# Spinor matrix representation of a spacetime vector in 2+1D

Let $$a^\mu$$ be a spacetime vector in 2+1D: $$(t,x,y)$$.

What would be the spinor-matrix representation $${A^\alpha}_\beta$$ of the spacetime vector $$a^\mu$$?

I have not been able to even find examples or clear definition of a spinor matrix. Any help is greatly appreciated.

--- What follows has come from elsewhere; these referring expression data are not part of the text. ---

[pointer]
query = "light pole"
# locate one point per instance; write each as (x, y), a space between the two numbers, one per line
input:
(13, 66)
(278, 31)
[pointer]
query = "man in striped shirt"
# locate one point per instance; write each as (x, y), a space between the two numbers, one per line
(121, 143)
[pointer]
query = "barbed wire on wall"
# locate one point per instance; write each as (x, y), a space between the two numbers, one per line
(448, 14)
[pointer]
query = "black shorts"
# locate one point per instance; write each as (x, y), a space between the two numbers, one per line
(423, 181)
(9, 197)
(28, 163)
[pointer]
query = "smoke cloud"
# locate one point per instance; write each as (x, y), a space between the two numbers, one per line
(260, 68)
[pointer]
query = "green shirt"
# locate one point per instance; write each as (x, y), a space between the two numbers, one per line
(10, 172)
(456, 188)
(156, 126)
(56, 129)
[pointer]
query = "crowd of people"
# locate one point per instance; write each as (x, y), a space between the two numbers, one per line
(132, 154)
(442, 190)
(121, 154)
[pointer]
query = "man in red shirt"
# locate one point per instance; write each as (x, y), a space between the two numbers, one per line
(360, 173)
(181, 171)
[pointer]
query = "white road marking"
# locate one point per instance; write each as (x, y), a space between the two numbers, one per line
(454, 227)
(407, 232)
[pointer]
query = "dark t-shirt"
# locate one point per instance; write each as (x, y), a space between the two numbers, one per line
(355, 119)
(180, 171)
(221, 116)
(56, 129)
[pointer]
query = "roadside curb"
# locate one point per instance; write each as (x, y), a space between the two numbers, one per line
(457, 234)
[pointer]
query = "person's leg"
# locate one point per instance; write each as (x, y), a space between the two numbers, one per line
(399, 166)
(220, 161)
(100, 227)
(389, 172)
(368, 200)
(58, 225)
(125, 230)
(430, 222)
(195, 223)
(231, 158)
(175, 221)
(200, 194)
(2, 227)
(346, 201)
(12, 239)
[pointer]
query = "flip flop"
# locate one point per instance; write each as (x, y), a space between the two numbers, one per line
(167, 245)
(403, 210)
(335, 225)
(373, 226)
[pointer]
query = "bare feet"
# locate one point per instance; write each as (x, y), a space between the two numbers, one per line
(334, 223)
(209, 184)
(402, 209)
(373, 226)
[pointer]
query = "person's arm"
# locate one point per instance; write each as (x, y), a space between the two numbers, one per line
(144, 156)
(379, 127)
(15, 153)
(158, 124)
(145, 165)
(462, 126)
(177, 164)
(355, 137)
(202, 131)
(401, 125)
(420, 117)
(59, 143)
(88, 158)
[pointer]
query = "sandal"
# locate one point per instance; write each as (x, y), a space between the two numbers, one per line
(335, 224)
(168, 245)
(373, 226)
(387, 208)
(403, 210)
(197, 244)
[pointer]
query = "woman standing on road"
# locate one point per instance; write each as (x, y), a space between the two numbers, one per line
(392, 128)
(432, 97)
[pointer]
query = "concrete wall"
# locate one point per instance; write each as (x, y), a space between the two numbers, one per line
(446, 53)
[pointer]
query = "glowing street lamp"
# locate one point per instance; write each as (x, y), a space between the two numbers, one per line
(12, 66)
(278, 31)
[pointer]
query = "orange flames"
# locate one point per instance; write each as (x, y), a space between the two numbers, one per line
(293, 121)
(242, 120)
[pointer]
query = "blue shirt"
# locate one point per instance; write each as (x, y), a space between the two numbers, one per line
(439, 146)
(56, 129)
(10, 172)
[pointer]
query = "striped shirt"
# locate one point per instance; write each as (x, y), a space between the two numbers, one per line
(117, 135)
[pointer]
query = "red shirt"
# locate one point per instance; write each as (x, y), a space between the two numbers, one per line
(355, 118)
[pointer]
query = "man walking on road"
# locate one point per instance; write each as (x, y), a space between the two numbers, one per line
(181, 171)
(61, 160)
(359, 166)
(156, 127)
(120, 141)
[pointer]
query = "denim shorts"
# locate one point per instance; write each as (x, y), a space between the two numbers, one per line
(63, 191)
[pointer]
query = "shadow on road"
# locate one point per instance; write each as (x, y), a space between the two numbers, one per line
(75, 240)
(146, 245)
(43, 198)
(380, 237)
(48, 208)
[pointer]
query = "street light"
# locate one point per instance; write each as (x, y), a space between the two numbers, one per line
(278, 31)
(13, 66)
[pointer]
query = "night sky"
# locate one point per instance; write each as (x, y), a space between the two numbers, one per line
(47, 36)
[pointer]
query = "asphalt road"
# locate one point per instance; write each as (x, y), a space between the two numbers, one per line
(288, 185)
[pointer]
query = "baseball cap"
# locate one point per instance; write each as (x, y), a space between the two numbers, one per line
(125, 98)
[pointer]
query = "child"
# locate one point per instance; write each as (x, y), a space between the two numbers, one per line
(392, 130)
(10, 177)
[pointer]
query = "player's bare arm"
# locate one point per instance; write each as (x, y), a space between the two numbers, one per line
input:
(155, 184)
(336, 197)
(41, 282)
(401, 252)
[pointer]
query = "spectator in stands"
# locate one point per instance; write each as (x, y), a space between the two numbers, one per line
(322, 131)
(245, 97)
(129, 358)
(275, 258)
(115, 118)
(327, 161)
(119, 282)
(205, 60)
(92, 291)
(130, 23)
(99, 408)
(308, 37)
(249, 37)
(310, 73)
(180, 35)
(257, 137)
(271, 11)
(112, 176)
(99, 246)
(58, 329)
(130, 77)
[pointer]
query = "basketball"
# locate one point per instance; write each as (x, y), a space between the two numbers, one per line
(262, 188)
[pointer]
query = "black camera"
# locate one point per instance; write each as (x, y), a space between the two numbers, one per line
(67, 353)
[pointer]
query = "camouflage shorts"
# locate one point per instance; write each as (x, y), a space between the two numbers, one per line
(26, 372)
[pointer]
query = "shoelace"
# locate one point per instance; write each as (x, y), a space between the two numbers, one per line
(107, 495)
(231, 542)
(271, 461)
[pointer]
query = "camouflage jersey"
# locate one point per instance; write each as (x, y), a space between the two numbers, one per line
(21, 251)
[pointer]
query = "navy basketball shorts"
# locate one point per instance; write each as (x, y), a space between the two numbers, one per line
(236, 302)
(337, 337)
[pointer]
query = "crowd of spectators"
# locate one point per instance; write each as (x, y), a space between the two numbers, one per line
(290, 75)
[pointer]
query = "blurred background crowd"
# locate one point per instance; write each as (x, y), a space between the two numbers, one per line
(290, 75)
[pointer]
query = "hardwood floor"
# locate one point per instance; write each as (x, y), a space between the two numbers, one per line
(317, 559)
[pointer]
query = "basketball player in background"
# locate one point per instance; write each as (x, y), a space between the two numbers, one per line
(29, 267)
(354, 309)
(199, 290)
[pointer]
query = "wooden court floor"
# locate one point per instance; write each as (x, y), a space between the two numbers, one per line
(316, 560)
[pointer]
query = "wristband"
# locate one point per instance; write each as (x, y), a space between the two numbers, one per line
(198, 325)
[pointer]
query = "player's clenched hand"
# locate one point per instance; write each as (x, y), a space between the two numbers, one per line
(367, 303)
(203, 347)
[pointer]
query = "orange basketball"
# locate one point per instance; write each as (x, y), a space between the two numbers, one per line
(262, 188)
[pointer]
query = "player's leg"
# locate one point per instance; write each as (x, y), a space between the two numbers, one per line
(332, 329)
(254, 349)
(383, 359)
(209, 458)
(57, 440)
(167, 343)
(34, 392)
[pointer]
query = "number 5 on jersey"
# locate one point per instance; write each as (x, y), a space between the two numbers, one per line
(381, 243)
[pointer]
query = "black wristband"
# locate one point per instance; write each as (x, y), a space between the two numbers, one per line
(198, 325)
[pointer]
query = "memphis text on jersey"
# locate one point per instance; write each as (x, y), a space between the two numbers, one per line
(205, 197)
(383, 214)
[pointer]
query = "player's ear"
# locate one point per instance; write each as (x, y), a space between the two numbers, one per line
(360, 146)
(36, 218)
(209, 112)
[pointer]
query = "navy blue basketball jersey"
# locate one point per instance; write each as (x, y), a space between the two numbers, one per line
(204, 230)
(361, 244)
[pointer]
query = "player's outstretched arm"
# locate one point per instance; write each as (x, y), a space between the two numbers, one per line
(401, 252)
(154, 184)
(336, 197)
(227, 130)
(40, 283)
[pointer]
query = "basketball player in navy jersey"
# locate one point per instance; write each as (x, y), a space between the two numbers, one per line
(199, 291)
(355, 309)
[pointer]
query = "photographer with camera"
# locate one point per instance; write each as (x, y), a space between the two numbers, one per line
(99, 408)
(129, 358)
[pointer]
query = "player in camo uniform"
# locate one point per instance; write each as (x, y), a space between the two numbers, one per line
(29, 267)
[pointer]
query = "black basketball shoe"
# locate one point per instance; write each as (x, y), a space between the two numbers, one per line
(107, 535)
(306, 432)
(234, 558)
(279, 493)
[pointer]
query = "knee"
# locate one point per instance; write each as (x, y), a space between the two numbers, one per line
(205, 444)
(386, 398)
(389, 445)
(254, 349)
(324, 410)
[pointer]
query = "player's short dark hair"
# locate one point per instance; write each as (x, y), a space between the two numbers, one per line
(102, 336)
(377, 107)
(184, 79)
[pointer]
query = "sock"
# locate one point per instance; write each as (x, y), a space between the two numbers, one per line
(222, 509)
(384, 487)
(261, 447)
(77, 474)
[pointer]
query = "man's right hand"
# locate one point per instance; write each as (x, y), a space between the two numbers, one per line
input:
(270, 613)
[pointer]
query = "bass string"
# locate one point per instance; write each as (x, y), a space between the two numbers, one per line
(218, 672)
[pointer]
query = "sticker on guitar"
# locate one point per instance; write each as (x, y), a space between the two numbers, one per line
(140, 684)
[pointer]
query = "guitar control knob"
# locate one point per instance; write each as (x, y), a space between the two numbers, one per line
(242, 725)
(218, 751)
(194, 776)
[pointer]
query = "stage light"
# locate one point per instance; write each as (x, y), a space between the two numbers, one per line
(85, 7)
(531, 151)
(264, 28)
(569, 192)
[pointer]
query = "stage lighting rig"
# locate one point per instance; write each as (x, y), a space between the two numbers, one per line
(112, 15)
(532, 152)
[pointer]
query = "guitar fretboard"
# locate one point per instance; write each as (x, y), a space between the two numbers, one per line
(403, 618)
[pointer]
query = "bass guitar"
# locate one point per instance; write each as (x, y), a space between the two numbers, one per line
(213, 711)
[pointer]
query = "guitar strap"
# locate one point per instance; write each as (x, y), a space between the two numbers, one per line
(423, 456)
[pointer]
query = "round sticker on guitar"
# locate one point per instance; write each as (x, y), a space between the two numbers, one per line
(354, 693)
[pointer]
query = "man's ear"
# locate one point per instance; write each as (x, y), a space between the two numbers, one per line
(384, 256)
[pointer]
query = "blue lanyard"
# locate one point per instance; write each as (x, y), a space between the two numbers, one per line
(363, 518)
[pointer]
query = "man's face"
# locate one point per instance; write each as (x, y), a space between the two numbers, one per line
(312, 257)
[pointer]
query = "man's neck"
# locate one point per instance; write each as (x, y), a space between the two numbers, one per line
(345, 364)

The real Clifford algebra of 2+1 dimensions with $$\mathbf t^2=+1$$ is isomorphic to $$M_2(\mathbb C)$$ and one possible representation is $$\begin{pmatrix}0&i\\-i&0\end{pmatrix} t \; + \; \begin{pmatrix}i&0\\0&-i\end{pmatrix} x \; + \; \begin{pmatrix}0&i\\i&0\end{pmatrix} y$$
In this representation the pseudoscalar is $$i$$ and the even subalgebra is the subalgebra of real matrices.
The real algebra with $$\mathbf t^2=-1$$ is isomorphic to $$M_2(\mathbb R)\oplus M_2(\mathbb R)$$ and one possible representation is $$\left(\begin{smallmatrix}0&-1\\1&0\\&&0&1\\&&-1&0\end{smallmatrix}\right) t \; + \; \left(\begin{smallmatrix}1&0\\0&-1\\&&-1&0\\&&0&1\end{smallmatrix}\right) x \; + \; \left(\begin{smallmatrix}0&1\\1&0\\&&0&-1\\&&-1&0\end{smallmatrix}\right) y$$
In this representation the chiral subalgebras are those in which the top or bottom $$2{\times}2$$ block is zero and the even subalgebra is that in which the blocks are equal.
The complex algebra is isomorphic to $$M_2(\mathbb C)\oplus M_2(\mathbb C)$$ and you can use the second basis.